Limitation of Liability. Notwithstanding any other provision of this Agreement, neither party shall be liable to the other party for any special, incidental, indirect or consequential damages whatsoever including, without limitation, lost profits or loss of business, arising out of, resulting from or in any way related to the Services or this Agreement, from any cause or causes, even if advised of the possibility of such damages. Darienzo Consulting’s total aggregate liability for any and all damages with respect to any one Order or Statement of Work shall not exceed the total compensation paid and payable to Darienzo Consulting by Company for the Services set forth in such Order or Statement of Work. This limitation will apply regardless of the form of action, whether in contract, warranty, indemnity, contribution, tort, or otherwise.
Independent Contractor. Both parties agree and acknowledge that Darienzo Consulting is an independent contractor in relation to Company, and shall not be considered an employee, agent, distributor or representative of Company, and shall not be eligible for any employee benefits of User. Neither party shall act or represent itself, directly or by implication, as an agent of the other or in any manner assume or create any obligation on behalf of, or in the name of, the other.
Governing Law. This Agreement will be governed by, and construed in accordance with the laws of the State of Colorado and the federal laws of the United States without any reference to the conflict of laws principles of any jurisdiction.
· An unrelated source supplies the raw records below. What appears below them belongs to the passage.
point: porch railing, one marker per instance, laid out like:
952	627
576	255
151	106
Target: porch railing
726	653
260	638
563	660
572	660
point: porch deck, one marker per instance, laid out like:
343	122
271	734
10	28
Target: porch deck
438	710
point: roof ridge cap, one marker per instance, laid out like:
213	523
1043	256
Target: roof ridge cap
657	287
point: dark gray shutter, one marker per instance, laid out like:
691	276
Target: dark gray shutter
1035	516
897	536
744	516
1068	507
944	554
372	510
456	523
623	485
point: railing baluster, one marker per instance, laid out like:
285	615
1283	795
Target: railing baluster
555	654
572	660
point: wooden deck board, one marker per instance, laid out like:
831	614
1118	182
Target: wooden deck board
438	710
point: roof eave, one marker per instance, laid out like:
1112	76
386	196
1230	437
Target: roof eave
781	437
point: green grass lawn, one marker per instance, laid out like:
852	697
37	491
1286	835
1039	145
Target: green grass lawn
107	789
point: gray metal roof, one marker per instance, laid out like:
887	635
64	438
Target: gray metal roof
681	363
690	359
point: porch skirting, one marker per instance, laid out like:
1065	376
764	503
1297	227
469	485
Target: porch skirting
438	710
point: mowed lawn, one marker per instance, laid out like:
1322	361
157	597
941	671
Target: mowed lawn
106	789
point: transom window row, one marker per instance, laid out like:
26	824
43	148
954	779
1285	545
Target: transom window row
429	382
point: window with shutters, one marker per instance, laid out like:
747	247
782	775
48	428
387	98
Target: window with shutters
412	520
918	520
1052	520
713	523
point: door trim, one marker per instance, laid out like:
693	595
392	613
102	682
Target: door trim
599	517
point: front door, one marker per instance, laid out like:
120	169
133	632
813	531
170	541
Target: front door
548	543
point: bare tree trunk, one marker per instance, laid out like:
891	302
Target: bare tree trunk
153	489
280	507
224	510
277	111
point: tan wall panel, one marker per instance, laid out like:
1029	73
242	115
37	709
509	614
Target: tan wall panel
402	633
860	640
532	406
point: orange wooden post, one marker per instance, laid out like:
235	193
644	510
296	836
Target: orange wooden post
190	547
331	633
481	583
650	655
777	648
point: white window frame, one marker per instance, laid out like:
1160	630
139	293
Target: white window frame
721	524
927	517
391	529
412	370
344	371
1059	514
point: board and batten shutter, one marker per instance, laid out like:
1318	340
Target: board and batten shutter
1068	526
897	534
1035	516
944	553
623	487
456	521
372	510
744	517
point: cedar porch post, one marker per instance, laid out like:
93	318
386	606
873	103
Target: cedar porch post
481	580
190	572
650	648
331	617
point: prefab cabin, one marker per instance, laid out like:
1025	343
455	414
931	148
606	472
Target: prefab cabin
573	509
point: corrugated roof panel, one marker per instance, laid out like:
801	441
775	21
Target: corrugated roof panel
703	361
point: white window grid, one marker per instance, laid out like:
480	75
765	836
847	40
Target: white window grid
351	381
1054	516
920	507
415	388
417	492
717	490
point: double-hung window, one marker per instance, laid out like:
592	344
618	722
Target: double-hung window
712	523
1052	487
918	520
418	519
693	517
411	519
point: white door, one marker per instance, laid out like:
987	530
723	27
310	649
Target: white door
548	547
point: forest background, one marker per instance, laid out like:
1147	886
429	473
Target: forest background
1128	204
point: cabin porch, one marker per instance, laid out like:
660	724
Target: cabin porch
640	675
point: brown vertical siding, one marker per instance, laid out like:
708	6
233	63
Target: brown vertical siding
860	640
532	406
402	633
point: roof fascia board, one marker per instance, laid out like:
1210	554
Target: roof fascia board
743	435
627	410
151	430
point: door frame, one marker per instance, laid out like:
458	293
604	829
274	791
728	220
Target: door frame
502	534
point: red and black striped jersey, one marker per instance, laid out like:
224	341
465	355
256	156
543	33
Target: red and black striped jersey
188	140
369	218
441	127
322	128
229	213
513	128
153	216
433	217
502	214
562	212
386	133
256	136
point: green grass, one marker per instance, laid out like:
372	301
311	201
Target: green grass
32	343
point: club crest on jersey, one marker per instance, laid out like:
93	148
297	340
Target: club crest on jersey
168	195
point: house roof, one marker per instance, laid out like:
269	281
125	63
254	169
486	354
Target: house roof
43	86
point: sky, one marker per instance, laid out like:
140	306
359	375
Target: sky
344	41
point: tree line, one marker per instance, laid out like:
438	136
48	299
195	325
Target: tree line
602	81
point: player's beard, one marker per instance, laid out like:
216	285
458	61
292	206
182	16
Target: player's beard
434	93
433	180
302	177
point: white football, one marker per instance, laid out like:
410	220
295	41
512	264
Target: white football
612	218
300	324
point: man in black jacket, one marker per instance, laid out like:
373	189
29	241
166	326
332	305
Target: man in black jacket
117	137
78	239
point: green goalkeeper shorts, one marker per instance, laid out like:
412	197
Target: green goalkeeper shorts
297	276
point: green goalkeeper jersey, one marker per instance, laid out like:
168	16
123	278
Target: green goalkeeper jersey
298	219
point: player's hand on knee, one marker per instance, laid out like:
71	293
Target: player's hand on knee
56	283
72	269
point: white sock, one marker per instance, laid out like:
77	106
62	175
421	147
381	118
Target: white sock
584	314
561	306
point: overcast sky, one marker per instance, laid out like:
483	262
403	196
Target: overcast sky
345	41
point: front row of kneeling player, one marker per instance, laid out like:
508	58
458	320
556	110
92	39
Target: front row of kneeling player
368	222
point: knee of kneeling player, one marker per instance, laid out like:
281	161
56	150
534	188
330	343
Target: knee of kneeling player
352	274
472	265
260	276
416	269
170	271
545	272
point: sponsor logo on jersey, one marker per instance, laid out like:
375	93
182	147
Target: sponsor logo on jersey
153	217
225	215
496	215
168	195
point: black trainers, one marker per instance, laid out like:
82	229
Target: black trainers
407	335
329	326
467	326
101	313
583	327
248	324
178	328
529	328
The parties agree to exclusive jurisdiction of the state and federal courts located in the State of Colorado.
Entire Agreement. General. This Agreement is the exclusive statement between the parties with respect to the matters set forth herein, and supersedes all prior agreements, negotiations, representations, and proposals, both written and oral. If any provision of this Agreement is held unenforceable or inoperative by any court of law, either in whole or in part, the remaining provisions shall be given full force and effect to the extent not inconsistent with the original terms of this Agreement.